- Episode no.: Season 6 Episode 21
- Directed by: John Riggi
- Written by: Josh Siegal; Dylan Morgan;
- Production code: 621
- Original air date: May 10, 2012

Guest appearances
- James Marsden as Criss Chros; Margaret Cho as Kim Jong Il and Kim Jong Un; Michael Mosley as Scott Scottsman; Elizabeth Banks as Avery Jessup;

Episode chronology
| ← Previous "Queen of Jordan 2: Mystery of the Phantom Pooper" | Next → "What Will Happen to the Gang Next Year?" |
- 30 Rock season 6

= The Return of Avery Jessup =

"The Return of Avery Jessup" is the twenty-first episode of the sixth season of the American television comedy series 30 Rock, and the 124th overall episode of the series. It was directed by John Riggi, and written by Josh Siegal and Dylan Morgan. The episode originally aired on NBC in the United States on May 10, 2012.

In the episode, Jack (Alec Baldwin) struggles with confessing his transgressions to his wife Avery (Elizabeth Banks) upon her return from North Korea; Criss (James Marsden) tries to fill the traditionally male provider role in preparation for potentially having a child with Liz (Tina Fey); and Jenna (Jane Krakowski) tries to rediscover her southern roots to win a sponsor for her upcoming celebrity wedding.

==Plot==

When Jack's wife Avery (Elizabeth Banks) finally returns from captivity in North Korea, she is accompanied by fellow newscaster and American Scott Scottsman (Michael Mosley). He had been a hostage at the same time as Avery. Avery offers blanket forgiveness for any infidelity Jack (Alec Baldwin) might have committed during her absence, which makes Jack suspicious that she is covering up something of her own, probably involving Scott. He gradually reveals the full extent of his flirtation with Avery's mother, Diana, which does not prompt Avery to reveal any secrets. Finally, Jack discovers that the forgiveness was a ploy to get Jack to immediately confess everything he'd done. Jack and Avery rejoice that they are back to their usual competitive relationship and decide to renew their vows, going against Liz's advice.

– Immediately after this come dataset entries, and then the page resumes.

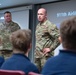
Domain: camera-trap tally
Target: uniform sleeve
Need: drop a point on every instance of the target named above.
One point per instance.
(54, 35)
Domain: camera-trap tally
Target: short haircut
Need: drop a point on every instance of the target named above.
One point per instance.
(68, 33)
(7, 12)
(21, 39)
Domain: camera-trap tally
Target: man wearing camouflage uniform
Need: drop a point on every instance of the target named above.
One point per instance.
(6, 28)
(47, 36)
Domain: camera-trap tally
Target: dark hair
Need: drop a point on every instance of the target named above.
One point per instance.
(68, 33)
(7, 12)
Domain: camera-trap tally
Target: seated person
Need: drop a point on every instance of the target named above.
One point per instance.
(1, 60)
(65, 62)
(21, 41)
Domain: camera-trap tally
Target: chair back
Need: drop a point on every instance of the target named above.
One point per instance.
(33, 73)
(11, 72)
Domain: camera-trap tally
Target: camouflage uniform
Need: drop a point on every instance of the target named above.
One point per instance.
(5, 31)
(46, 37)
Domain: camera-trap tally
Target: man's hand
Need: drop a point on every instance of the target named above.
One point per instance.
(46, 50)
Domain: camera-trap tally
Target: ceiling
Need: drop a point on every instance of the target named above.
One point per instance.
(13, 3)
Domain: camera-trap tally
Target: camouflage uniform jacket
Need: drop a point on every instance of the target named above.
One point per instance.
(5, 31)
(46, 36)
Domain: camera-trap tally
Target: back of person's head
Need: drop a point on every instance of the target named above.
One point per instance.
(21, 40)
(7, 12)
(68, 33)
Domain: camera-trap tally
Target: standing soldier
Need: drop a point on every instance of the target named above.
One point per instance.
(46, 38)
(6, 28)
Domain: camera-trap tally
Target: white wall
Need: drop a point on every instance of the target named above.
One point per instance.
(60, 11)
(20, 15)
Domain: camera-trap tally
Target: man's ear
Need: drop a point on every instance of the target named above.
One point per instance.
(60, 40)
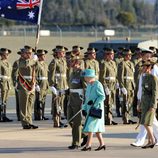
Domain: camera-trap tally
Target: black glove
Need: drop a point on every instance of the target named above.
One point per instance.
(90, 102)
(84, 113)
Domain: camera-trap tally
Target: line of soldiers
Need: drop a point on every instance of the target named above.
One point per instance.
(32, 80)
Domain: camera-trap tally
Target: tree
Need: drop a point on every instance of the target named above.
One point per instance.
(126, 18)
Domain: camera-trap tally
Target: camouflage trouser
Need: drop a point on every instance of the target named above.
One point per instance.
(109, 103)
(74, 106)
(3, 103)
(39, 105)
(26, 100)
(127, 106)
(57, 108)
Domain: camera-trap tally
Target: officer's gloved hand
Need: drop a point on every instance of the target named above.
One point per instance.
(90, 102)
(124, 91)
(107, 91)
(37, 88)
(84, 113)
(54, 90)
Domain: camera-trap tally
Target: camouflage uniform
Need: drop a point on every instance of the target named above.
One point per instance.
(58, 80)
(42, 86)
(91, 62)
(108, 74)
(127, 85)
(76, 85)
(5, 83)
(26, 88)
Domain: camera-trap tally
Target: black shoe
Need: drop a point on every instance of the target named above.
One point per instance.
(131, 122)
(84, 141)
(6, 119)
(27, 127)
(86, 148)
(72, 147)
(100, 148)
(33, 126)
(62, 125)
(148, 146)
(37, 119)
(114, 123)
(45, 118)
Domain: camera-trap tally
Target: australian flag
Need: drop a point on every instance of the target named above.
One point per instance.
(23, 10)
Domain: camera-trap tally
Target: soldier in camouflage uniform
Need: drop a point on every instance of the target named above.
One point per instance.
(76, 51)
(91, 62)
(127, 85)
(58, 83)
(42, 85)
(136, 60)
(5, 82)
(26, 87)
(76, 85)
(119, 97)
(15, 81)
(108, 74)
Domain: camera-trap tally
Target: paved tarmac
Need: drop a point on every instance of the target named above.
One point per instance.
(52, 142)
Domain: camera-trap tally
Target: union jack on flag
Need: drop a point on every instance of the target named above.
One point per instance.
(25, 10)
(23, 4)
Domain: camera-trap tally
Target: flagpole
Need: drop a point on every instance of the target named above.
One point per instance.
(38, 25)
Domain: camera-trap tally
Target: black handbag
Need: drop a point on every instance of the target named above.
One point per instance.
(94, 112)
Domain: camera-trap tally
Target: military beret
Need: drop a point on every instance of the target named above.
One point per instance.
(59, 48)
(144, 51)
(91, 50)
(148, 63)
(76, 48)
(127, 52)
(41, 52)
(108, 50)
(137, 50)
(27, 49)
(153, 49)
(5, 51)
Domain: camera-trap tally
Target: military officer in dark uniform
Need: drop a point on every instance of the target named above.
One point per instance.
(5, 82)
(41, 86)
(108, 74)
(26, 87)
(15, 82)
(91, 62)
(127, 85)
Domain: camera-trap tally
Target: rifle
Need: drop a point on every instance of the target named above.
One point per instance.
(38, 106)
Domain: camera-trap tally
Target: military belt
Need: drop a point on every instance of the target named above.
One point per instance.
(4, 77)
(60, 75)
(79, 91)
(27, 77)
(128, 78)
(42, 78)
(110, 78)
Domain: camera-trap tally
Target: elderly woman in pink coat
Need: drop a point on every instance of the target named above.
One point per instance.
(94, 97)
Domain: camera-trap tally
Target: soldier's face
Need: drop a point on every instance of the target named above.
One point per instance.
(128, 57)
(89, 79)
(110, 56)
(92, 56)
(4, 56)
(27, 55)
(146, 56)
(61, 54)
(42, 57)
(146, 69)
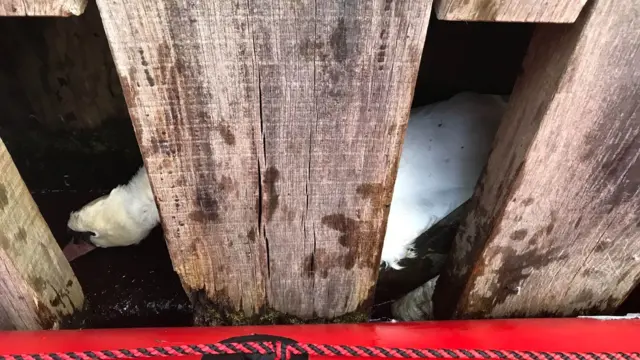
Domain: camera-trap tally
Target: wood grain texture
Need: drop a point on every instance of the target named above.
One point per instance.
(550, 11)
(37, 284)
(554, 223)
(42, 7)
(271, 131)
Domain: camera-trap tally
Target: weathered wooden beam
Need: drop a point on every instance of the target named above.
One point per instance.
(550, 11)
(37, 285)
(271, 132)
(554, 222)
(42, 7)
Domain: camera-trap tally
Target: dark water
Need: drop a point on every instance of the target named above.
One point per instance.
(131, 286)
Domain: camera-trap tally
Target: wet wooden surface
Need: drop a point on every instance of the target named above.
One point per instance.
(549, 11)
(554, 223)
(42, 7)
(37, 284)
(271, 134)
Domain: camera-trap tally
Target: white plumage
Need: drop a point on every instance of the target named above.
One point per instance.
(124, 217)
(444, 151)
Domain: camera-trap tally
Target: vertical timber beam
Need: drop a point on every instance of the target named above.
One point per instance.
(37, 286)
(548, 11)
(271, 132)
(554, 223)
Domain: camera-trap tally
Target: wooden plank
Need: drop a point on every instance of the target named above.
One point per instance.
(42, 7)
(271, 132)
(37, 284)
(550, 11)
(554, 223)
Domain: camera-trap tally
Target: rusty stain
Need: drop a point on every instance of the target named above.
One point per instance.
(4, 200)
(207, 203)
(519, 235)
(271, 176)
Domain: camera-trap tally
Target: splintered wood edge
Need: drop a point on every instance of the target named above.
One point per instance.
(58, 8)
(556, 11)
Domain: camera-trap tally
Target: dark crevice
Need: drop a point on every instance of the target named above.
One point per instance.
(262, 224)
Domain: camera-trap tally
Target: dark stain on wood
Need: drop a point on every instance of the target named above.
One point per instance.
(356, 236)
(149, 78)
(225, 132)
(308, 266)
(21, 235)
(343, 224)
(577, 223)
(519, 235)
(515, 269)
(376, 193)
(4, 200)
(338, 41)
(38, 283)
(271, 176)
(324, 273)
(307, 49)
(487, 10)
(251, 235)
(45, 317)
(4, 242)
(197, 216)
(528, 201)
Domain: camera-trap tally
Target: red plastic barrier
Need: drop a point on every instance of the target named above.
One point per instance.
(563, 335)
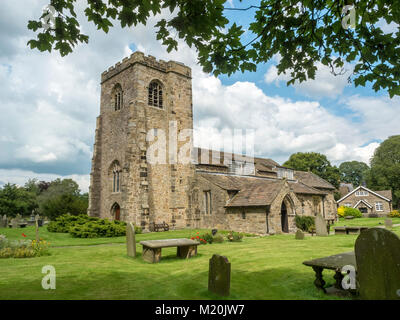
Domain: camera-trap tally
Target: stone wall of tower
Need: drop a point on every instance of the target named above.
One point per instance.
(149, 192)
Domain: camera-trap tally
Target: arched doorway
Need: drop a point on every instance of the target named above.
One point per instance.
(116, 211)
(284, 218)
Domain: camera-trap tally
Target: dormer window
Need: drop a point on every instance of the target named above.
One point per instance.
(285, 173)
(361, 193)
(155, 96)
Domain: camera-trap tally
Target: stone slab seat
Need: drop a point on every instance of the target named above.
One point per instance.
(349, 229)
(336, 263)
(186, 248)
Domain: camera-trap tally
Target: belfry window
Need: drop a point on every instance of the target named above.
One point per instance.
(117, 97)
(116, 177)
(155, 97)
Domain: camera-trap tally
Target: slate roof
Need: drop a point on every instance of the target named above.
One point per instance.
(385, 193)
(260, 193)
(312, 180)
(299, 187)
(255, 191)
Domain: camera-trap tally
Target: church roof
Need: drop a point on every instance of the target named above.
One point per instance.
(312, 180)
(255, 191)
(260, 193)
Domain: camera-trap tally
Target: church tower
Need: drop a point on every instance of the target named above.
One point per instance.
(143, 134)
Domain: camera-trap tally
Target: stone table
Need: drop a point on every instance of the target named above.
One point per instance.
(336, 263)
(186, 248)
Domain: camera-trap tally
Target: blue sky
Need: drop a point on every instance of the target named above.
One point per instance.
(49, 104)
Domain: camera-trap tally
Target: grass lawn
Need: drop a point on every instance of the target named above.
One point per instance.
(262, 268)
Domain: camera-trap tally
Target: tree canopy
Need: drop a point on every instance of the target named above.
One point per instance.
(301, 33)
(14, 200)
(316, 163)
(385, 168)
(353, 172)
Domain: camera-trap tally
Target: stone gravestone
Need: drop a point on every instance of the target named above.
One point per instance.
(299, 235)
(378, 264)
(320, 226)
(130, 239)
(388, 223)
(4, 222)
(14, 223)
(219, 275)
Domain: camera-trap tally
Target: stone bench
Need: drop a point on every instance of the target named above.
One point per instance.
(349, 229)
(186, 248)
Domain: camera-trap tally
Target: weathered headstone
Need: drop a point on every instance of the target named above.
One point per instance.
(378, 264)
(14, 223)
(130, 239)
(388, 223)
(299, 235)
(37, 228)
(4, 222)
(219, 275)
(320, 225)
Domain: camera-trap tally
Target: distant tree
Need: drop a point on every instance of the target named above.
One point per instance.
(316, 163)
(353, 172)
(14, 200)
(385, 168)
(61, 197)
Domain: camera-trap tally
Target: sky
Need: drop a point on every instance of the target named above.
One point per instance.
(49, 103)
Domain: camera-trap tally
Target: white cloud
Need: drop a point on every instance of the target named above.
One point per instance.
(20, 177)
(49, 104)
(325, 83)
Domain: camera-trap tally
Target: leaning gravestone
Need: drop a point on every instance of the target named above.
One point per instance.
(130, 240)
(320, 225)
(4, 222)
(299, 235)
(14, 223)
(219, 275)
(378, 264)
(388, 223)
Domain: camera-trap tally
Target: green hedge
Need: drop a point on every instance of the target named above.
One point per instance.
(348, 211)
(83, 226)
(305, 223)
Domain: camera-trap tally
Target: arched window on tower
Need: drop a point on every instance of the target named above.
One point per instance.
(116, 176)
(117, 96)
(155, 97)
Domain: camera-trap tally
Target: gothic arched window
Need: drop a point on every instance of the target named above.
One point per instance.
(116, 176)
(117, 96)
(155, 94)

When Criss (James Marsden) estimates that home renovations will cost $10,000, he laments that he is not, as a man, able to provide for their household and potential child. Over Liz's protestations that it doesn't matter, he decides to improve his hot dog business. He starts occupying a new spot on the street. The spot he chooses was normally held by some off-brand muppets who harass tourists. In the ensuing brawl, he is rescued by Liz and Jenna.

Jenna (Jane Krakowski) seeks a sponsor for her upcoming celebrity wedding. The Southern Tourism Board is a possibility, but Jenna cannot recover the Southern accent she discarded after growing up there. Following some accent coaching from Kenneth (Jack McBrayer) and Tracy (Tracy Morgan), as well as the brawl with the muppets, Jenna realizes that off-brand shoes are her perfect market niche.

==Reception==
Both Elizabeth Banks and Margaret Cho received nominations at the 64th Primetime Emmy Awards for Outstanding Guest Actress in a Comedy Series for their performances in this episode as Avery Jessup and Kim Jong-il respectively. The A.V. Club gave the episode a B.